Açıkçası, ilk kez yaşadığı acıya katlanıyordu, ama eşi olarak seçtiği adama karşı herhangi bir zayıflık belirtisi göstermek istemiyordu.
“İyi iş çıkardın, Aeilin,” dedi William, Superbia’nın ellerini tutarken, kendi elleriyle iç içe geçirdi ve yerlerine kilitledi.
“Şanslısın Will,” diye cevap verdi Aeilin, hissettiği acı diner dinmez. “Bu dünyadaki sayısız insan arasından seni seçtim. Bu sadece size ait bir onurdur.”
Evet, karım olduğun için şanslıyım Aeilin.

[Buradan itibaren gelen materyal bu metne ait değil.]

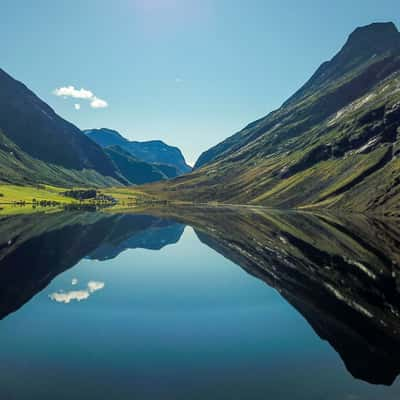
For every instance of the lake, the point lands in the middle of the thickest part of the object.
(199, 303)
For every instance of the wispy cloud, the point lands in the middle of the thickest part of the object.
(67, 297)
(98, 103)
(83, 94)
(77, 295)
(70, 91)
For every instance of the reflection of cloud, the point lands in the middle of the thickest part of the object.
(67, 297)
(94, 286)
(78, 295)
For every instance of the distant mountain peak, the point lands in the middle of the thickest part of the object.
(364, 44)
(372, 39)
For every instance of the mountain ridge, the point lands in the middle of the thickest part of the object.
(334, 143)
(151, 151)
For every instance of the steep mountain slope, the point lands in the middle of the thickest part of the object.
(17, 167)
(38, 131)
(154, 151)
(133, 169)
(335, 143)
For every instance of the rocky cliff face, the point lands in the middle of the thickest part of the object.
(334, 143)
(39, 132)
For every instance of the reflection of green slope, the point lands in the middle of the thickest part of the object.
(34, 249)
(342, 274)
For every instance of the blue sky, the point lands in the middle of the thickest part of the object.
(190, 72)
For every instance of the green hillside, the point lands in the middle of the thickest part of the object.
(335, 143)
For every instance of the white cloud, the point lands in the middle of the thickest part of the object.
(93, 286)
(77, 295)
(84, 94)
(98, 103)
(67, 297)
(70, 91)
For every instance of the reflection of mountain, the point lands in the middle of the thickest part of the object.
(34, 249)
(153, 234)
(343, 275)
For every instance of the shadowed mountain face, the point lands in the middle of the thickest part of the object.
(34, 249)
(42, 134)
(341, 274)
(155, 152)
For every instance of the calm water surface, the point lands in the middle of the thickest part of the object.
(142, 307)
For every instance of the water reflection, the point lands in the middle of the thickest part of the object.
(340, 273)
(78, 295)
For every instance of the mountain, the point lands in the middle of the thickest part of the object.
(334, 143)
(133, 169)
(40, 133)
(17, 167)
(154, 151)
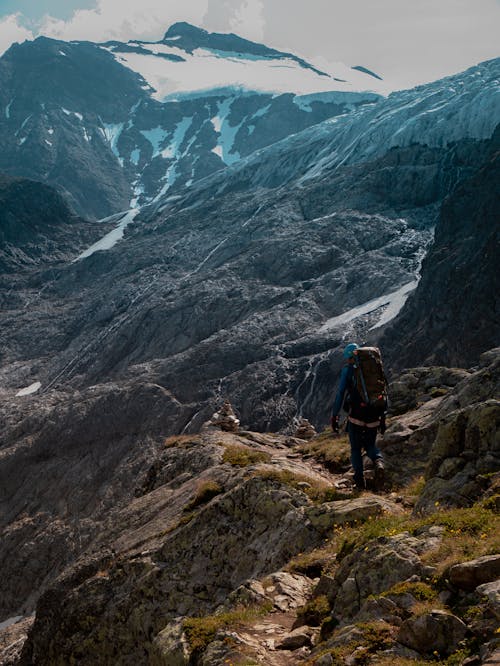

Seni seviyorum.”
“Ne kadar sevimsiz bir replik, ama, sadece bu seferlik, birlikte oynayacağım.”
Aeilin daha sonra William’ın dudaklarını öpmek için başını eğdi. Öpücük bittiğinde Yarı Elfin kulaklarına sadece onun duyabileceği bir şey fısıldadı.
“Ben de seni seviyorum Will,” diye fısıldadı Aeilin, seçtiği adamı memnun etmek için kalçalarını hareket ettirmeye başlamadan önce.
Hareketleri beceriksiz olsa da, Yarı Elf Aeilin’in kendisini iyi hissettirme girişiminden zevk aldı ve umursamadı. Ancak, Superbia’nın ilk seferi olduğu için yarı yolda yoruldu ve Yarı Elf’in devralmasına neden oldu.
“Şimdi, seni iyi hissettirme sırası bende,” dedi William yüzünde şeytani bir gülümsemeyle.
Getir şunu,” diye yanıtladı Aeiin meydan okuyan bir ses tonuyla.
Mor gözleri kocasına baktı, sanki Prenses Eowyn ve Ingrid’in onlarla seviştikten sonra yaşadıklarına benzer bir ahlaksız ifade vermesi için ona cesaret edercesine.
William, Superbia’nın meydan okumasını duyduktan sonra içten içe kıkırdadı. Birinin ona yatakta meydan okumaya cesaret etmeyeli uzun zaman olmuştu, bu yüzden ona yatak odasında tek başına kendisinin üstün olduğuna dair bir ders vermeye karar verdi.
Yarım saat sonra, Aeilin yüzünde ahlaksız ama memnun bir ifadeyle bilincini kaybetti, çünkü William birçok kez içine girdi ve çarşafları ondan taşan taşkınlıkla lekeledi… Bu sahneyi baştan sona gören
Rebecca, William’ın yırtıcı gözleri onun pürüzsüz ve genç vücuduna indiğinde bilinçsizce yutkundu, bu da tıpkı etrafındaki diğer hanımlar gibi artık onun sevgisine doymuş olan diğer hanımlar gibi yakında onun izini taşıyacaktı.